Efficiently Loading and Processing Large Number of Images

Hello, I’m very new to Julia and as such am still familiarizing myself with its quirks. I’m working with a dataset from Kaggle containing 40,000 images that I would like to load in and process. The data can be found here: Surface Crack Detection | Kaggle

However, I’m unsure how to perform this task efficiently.

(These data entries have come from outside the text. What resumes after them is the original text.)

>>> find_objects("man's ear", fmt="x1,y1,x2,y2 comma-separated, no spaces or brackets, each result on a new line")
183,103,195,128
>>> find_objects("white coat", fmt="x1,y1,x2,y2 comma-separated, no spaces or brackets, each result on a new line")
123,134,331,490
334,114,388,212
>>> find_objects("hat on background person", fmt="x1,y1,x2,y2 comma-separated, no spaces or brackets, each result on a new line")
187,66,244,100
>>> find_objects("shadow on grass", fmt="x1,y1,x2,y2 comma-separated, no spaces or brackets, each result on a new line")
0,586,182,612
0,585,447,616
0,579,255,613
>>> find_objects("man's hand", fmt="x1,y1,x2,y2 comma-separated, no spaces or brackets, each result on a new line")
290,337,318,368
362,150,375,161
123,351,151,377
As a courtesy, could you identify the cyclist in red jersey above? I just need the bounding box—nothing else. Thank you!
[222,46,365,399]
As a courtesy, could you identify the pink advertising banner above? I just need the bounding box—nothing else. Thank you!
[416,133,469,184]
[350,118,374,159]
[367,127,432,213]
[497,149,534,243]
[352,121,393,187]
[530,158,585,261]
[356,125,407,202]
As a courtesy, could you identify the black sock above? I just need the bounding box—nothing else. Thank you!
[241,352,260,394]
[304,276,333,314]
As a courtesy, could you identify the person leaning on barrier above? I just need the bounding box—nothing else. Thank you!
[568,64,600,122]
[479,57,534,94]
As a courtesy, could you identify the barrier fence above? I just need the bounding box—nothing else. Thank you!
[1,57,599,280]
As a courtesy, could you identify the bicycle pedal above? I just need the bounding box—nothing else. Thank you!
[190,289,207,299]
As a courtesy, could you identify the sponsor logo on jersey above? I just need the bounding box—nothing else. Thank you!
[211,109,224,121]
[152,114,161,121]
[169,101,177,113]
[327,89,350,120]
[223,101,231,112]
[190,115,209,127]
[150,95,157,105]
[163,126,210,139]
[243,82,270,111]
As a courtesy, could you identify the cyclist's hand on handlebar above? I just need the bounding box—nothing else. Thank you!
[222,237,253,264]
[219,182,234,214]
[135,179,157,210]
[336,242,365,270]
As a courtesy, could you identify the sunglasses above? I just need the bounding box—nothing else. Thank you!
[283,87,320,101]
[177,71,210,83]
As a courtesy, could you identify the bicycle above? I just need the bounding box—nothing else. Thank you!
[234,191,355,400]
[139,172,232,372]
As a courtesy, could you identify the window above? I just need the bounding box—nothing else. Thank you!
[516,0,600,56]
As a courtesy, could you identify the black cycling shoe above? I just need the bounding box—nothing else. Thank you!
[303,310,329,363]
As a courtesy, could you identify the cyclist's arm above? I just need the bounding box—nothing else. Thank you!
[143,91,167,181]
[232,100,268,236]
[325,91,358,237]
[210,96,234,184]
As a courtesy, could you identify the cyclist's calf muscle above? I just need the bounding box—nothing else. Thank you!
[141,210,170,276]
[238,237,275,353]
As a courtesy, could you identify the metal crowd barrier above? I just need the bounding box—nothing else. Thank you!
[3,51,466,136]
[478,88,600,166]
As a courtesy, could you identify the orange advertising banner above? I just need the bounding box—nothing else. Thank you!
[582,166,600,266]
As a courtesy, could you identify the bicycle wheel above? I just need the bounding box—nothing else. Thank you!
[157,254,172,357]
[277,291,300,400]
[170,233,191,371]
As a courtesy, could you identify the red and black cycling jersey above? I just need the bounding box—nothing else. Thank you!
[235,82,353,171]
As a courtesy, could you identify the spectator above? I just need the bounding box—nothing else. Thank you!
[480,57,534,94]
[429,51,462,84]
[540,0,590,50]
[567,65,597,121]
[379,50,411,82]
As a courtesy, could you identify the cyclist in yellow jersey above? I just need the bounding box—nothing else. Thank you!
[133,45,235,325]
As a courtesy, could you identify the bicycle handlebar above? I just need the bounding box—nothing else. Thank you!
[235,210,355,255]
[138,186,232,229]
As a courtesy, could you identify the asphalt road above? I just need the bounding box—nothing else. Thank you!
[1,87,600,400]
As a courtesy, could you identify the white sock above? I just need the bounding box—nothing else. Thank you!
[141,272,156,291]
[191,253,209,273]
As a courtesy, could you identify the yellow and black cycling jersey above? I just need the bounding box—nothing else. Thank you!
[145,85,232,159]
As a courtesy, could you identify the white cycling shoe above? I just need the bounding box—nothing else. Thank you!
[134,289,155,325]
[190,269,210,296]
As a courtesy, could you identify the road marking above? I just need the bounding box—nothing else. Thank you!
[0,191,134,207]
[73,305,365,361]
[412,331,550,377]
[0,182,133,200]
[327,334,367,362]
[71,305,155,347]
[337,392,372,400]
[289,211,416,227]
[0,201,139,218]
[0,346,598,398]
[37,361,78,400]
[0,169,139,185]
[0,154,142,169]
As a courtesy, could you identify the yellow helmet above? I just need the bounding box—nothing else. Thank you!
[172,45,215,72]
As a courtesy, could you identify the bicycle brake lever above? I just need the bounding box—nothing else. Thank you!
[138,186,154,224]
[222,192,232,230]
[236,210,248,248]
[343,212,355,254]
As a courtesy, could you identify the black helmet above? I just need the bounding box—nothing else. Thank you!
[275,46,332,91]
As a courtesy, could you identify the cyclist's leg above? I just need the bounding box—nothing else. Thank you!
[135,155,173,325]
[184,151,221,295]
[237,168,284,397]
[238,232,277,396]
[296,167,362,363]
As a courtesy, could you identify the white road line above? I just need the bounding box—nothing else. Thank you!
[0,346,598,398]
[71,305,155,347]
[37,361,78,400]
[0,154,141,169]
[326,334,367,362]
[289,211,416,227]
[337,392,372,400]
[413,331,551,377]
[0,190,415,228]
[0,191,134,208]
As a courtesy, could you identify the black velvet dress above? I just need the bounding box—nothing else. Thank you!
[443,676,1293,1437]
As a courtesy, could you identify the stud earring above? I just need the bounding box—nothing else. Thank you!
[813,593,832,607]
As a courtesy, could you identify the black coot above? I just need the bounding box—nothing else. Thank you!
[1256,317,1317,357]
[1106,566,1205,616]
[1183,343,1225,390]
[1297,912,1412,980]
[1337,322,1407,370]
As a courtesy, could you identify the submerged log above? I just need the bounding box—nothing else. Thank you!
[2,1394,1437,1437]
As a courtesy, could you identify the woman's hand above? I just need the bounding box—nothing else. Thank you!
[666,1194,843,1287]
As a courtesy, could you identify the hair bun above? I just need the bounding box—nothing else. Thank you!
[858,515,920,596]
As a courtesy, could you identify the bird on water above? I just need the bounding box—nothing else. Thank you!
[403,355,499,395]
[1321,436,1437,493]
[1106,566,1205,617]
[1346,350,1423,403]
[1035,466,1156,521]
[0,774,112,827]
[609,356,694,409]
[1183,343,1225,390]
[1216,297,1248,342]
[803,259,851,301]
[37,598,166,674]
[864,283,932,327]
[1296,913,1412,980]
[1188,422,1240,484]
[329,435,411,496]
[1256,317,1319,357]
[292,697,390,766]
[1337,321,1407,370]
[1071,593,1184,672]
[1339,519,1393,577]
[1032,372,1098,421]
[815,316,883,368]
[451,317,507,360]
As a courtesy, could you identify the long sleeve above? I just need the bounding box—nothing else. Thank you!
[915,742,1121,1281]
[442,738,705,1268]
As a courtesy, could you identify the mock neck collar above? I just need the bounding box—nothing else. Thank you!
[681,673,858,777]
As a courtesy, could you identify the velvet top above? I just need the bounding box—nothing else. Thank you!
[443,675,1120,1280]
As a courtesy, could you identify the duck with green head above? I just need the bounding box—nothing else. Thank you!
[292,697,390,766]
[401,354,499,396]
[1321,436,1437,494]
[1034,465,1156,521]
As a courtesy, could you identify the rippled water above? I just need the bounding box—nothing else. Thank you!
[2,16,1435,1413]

The below code accomplishes two things:

  1. Finds the path to all image files. (Not very interesting, but included for reproducibility.)
using Images
using ImageIO

#Assumes current directory contains both image-containing folders.
base_path = pwd()

#Finds all file names in given path
file_pos = readdir(base_path*"\\Positive\\")
file_neg = readdir(base_path*"\\Negative\\")

#Joins the paths with the file names
path_pos = base_path*"\\Positive\\".*file_pos
path_neg = base_path*"\\Negative\\".*file_neg

img_paths = [path_pos; path_neg]

and 2. Loads in each image and performs some very basic operations on it.

#Loads an image from a given path and performs some basic transformations to it.
function process_image(path)
    img = load(path)
    img = Gray.(img)
    img = imresize(img,(80,80))
    img = vec(img)
    img = convert(Array{Float64,1},img)
    return img
end

#Processes all images
processed_imgs =  process_image.(img_paths)

The below statistics were produced by a second run of the @time and @code_warntype commands.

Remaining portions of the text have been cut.